По-видимому, семья вятского соборного протоиерея держалась на могущественных старозаветных принципах почтения к родителям, на принципах православной веры со всею ее церковностью, любви и обожания своей матери-родины России и даже своего государя императора, самодержца всея Руси.
Мне было трудно представить себе быт семьи моих вятских бабушки и дедушки, трудно было вообразить папу в моем тогдашнем возрасте, еще труднее было вообразить Вятку, такую далекую от всего нашего южного, степного, морского, отчасти украинского — «малороссийского», как тогда принято было говорить, — всего того, что окружало меня в детстве.
О папином детстве в Вятке я составил себе представление по отрывистым, случайным воспоминаниям, которым иногда предавался папа. Иногда он рассказывал, что в детстве, зимой, они — все три брата — вместе со своим отцом, моим дедушкой, протоиереем, парились в домашней бане, хлестали друг друга березовыми вениками, а потом, напарившись до малиновой красноты, выбегали в чем мать родила прямо на мороз, и валялись в снежных сугробах, и возвращались обратно в крепко натопленную баньку, где обливались напоследок студеной водой, вытирались и уже потом одевались в свежее белье, предварительно отдохнув на еловой лавке в предбаннике. И ничего. Никогда не простужались, говорил папа.
В Вятке папа воспитывался в спартанском духе с северно-русским оттенком. Одна из любимых папиных поговорок была:
— Держи голову в холоде, брюхо в голоде, а ноги в тепле.

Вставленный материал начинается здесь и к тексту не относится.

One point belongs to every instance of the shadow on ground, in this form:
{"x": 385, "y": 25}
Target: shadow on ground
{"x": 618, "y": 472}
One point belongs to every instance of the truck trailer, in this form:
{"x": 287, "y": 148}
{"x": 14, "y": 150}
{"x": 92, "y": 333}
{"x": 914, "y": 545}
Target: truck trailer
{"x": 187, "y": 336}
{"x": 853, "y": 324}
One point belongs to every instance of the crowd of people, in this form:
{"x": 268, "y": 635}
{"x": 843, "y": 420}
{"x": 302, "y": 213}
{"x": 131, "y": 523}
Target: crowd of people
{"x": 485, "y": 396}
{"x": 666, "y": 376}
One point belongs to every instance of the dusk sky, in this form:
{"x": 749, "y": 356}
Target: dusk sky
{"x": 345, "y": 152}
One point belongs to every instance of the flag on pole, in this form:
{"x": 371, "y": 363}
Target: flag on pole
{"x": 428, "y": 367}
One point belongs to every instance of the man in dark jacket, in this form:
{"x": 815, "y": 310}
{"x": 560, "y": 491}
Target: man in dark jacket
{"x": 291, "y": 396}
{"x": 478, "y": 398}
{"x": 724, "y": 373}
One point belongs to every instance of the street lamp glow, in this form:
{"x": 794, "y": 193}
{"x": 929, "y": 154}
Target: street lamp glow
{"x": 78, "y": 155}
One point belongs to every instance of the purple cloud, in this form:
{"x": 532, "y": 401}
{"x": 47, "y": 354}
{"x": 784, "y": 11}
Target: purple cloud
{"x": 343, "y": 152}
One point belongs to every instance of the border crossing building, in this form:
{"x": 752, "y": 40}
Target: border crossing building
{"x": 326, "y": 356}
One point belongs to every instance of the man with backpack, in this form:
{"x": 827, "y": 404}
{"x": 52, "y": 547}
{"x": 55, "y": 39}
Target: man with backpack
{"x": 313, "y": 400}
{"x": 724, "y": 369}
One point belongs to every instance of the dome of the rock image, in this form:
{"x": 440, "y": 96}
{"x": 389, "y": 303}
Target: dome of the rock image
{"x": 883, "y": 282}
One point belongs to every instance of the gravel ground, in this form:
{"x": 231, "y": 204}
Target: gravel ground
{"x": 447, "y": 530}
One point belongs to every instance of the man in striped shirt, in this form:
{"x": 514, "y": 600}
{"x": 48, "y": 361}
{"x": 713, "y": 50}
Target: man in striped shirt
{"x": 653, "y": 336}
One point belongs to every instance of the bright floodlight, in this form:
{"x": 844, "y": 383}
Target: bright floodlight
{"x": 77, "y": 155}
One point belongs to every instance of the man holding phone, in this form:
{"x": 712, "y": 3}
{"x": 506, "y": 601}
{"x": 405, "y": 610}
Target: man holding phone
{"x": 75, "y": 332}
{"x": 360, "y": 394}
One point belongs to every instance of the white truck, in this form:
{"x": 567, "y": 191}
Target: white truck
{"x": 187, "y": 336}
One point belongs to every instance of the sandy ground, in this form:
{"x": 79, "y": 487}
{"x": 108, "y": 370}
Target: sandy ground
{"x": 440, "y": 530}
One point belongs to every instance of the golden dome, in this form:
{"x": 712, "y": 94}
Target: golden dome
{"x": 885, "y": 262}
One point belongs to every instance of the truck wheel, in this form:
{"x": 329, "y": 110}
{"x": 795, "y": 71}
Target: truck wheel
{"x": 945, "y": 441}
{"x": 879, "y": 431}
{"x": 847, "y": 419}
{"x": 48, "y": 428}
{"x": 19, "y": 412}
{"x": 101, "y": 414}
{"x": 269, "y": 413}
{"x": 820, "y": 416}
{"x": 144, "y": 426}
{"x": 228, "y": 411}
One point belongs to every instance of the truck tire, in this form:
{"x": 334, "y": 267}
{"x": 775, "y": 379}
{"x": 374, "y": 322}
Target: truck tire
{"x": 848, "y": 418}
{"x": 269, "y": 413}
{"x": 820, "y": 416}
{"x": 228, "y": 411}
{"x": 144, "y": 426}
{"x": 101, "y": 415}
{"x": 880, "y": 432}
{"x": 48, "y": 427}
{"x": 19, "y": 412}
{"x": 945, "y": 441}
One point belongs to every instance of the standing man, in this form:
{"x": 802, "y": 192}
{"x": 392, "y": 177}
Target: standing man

Папа рассказывал, как у них в доме в Вятке жарким летом сохраняли молоко от скисания: клали в кувшин с молоком живую лягушку — и молоко всегда было свежим, прохладным и не скисало даже во время грозы, когда считалось, что от грома молоко непременно киснет.
Я живо представлял бревенчатый городской вятский дом с усадьбой, где жила семья протоиерея, — погреб, баню, хотя настоящую русскую баню с кирпичной печкой, полками, предбанником, березовыми вениками никогда не видел. У нас в Одессе были «бани Исаковича» с номерами, куда папа водил нас, детей, купаться в том случае, если квартира была без ванны. Помню эти «бани Исаковича» — семейные номера, — куда мы ездили сначала на конке, а впоследствии на электрическом трамвае, уже вечером, когда в городе горели фонари, отражаясь в мокрой мостовой.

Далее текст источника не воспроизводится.